To maximize f(x) = −6x + 3x^2 − 2x^3, subject to x ≥ 0, we need to find the critical points of f(x) where the first derivative is zero or undefined, and then use the second derivative test to determine if they are local maxima or minima.
The first derivative of f(x) is f’(x) = −6 + 6x − 6x^2. To find the critical points, we set f’(x) equal to zero and solve for x:
f’(x) = 0 −6 + 6x − 6x^2 = 0 −1 + x − x^2 = 0 x^2 − x − 1 = 0 (x − (1 + √5)/2)(x − (1 − √5)/2) = 0 x = (1 + √5)/2 or x = (1 − √5)/2
Since x ≥ 0, we only consider the positive root, x = (1 + √5)/2 ≈ 1.618.

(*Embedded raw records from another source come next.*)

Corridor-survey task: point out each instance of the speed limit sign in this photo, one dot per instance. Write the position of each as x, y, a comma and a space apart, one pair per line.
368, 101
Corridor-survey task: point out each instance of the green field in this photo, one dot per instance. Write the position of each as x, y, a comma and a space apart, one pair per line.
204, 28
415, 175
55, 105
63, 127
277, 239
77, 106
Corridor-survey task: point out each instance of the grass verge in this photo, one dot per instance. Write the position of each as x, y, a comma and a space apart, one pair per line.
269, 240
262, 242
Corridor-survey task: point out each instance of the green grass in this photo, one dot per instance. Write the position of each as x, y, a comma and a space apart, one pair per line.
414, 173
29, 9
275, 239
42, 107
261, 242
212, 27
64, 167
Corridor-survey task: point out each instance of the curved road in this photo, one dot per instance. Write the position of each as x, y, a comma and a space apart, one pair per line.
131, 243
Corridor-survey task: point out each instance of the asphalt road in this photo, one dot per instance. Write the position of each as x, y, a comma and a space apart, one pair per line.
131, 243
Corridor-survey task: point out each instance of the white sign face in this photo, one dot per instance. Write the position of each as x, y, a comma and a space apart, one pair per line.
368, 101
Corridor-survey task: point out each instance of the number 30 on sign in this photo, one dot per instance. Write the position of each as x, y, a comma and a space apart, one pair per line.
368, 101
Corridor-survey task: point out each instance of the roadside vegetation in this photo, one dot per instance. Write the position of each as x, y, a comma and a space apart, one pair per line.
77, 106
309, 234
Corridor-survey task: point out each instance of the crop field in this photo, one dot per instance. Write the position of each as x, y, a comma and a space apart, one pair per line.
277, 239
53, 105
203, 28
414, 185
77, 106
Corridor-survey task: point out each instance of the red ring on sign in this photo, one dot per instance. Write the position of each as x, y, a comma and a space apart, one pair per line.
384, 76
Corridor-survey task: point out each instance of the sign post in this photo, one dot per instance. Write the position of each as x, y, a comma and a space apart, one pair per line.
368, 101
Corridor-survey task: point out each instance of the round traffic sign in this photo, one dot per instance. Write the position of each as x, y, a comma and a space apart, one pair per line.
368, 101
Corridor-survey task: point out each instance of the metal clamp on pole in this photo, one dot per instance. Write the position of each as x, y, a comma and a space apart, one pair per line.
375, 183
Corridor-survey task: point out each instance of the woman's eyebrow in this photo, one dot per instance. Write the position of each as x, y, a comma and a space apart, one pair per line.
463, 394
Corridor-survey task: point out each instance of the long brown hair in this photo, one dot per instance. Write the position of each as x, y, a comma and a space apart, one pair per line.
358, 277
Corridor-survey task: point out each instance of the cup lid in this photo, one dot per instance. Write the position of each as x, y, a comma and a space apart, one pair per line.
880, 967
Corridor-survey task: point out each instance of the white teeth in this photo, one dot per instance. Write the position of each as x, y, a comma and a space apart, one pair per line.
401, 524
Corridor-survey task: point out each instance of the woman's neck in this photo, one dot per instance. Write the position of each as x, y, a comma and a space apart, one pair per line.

The second derivative of f(x) is f’‘(x) = 6 − 12x. To use the second derivative test, we plug in the critical point x = (1 + √5)/2 and see if f’'(x) is positive or negative:
f’'((1 + √5)/2) = 6 − 12(1 + √5)/2 = 6 − 6(1 + √5) = −6√5 < 0
Since f’'(x) is negative at the critical point, it means that f(x) is concave down and has a local maximum there.
Therefore, the optimal solution is to choose x = (1 + √5)/2, which gives the maximum value of f(x) = −6(1 + √5)/2 + 3(1 + √5)^2/4 − 2(1 + √5)^3/8 ≈ 0.541.
I hope this helps you solve the problem. Have a good day!